UNA VITTORIA CHE SEGNA LA DEFINITIVA MATURITA’

Dopo la sconfitta della Lazio contro il Chievo ed il pareggio casalingo della Juventus, aspettavamo dal Napoli una vittoria per dare il certificato di grande squadra a questi ragazzi. Il palcoscenico è l'imbattuto Tardini di Parma, e tutti noi sapevamo che la partita sarebbe stata un'autentica battaglia. Ma quando sale in cattedra il talento cristallino di Hamsik tutto sembra più facile. Suo il vantaggio su splendida imbeccata di Dzemaili, con conseguente rabbiosa reazione del Parma che trova sulla sua strada prima De Sanctis e poi capitan Cannavaro. Intanto un'anomalia si avverte sul rettangolo di gioco, i troppi errori del Matador. Nella seconda frazione, Mazzarri fa fuori giustamente un compassato Inler e un Pandev in condizioni fisiche non perfette, a favore di Donadel e Lorenzo Insigne. Intanto gli emiliani non demordono e con Sansone, con la palla sporcata da Cannavaro, trovano il pari. Iniziano i cattivi pensieri mescolati dal sapore amaro dell'ennesima occasione gettata al vento. Ma al momento giusto riecco esplodere il talento cresciuto in casa, Lorenzo Insigne serve un cioccolatino a Cavani che non può sbagliare, Mirante aggirato e pallone in fondo al sacco, esplode il tifo e il Napoli vola. Partita molto bella giocata con grande ardore agonistico e con l’incertezza del risultato che aleggiava fino alla fine nei pensieri dei protagonisti in campo. Facciamo i complimenti sinceri al bel Parma di Donadoni, squadra organizzata e strutturata in maniera equilibrata.  

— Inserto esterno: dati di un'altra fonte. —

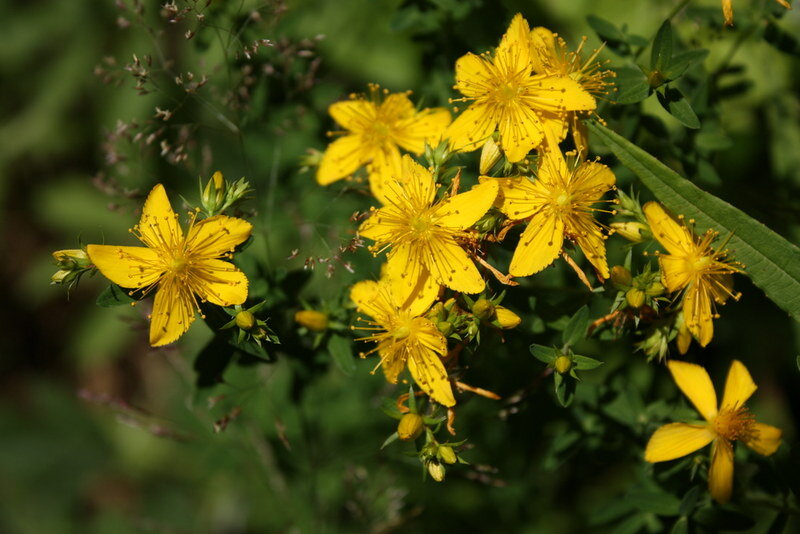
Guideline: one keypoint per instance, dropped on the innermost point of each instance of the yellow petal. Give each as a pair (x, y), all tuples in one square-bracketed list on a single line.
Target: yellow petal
[(674, 237), (342, 158), (385, 169), (424, 127), (173, 313), (219, 282), (539, 245), (355, 115), (695, 383), (471, 129), (720, 474), (739, 386), (473, 76), (766, 439), (451, 266), (216, 236), (697, 312), (158, 225), (463, 210), (430, 375), (520, 132), (676, 440), (133, 267), (674, 272)]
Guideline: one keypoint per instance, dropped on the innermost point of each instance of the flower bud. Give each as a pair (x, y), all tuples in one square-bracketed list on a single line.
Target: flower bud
[(635, 297), (621, 277), (410, 427), (562, 364), (245, 320), (490, 154), (447, 454), (483, 309), (506, 318), (436, 470), (312, 319), (635, 232)]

Intanto la difesa degli azzurri continua a dare buone indicazioni, e il rientro di Paolo Cannavaro non fa altro che aumentare la sicurezza del reparto arretrato. In una giornata, oltre la rete, non molto positiva  per il capocannoniere della serie A, continuano ad arrivare note liete da Britos, un calciatore che sta crescendo molto. Una spanna su tutti è stata la prestazione di Marek Hamsik, un centrocampista con un’ intelligenza calcistica elevatissima. Inoltre, una riflessione seria e approfondita merita Lorenzo Insigne. Il gioiellino sta dimostrando sul campo di meritare ampiamente una maglia da titolare, con grandi colpi e l'ennesimo assist servito questa volta a Cavani, invitiamo l'ottimo mister Mazzarri a pensarci seriamente. Le note stonate sono rappresentate dalle squalifiche di Campagnaro e Britos che mancheranno contro il Catania nell'anticipo serale di sabato prossimo. A quattro giorni dalla chiusura del mercato non ci attendiamo grandi colpi dalla società, ma ci auguriamo che qualsiasi occasione favorevole si presenti, venga raccolta al volo. Consapevoli che questa squadra aveva fallito molte volte gli appuntamenti cruciali, notiamo come ad oggi i ragazzi siano consci della loro forza ed abbiano quella giusta cattiveria agonistica che può farti arrivare molto lontano. Il concetto di lontano lo lasciamo alla libera interpretazione di ognuno di voi, ma intanto ci godiamo questo secondo posto a tre punti dai bianconeri, che in fondo, non sono poi cosi lontani.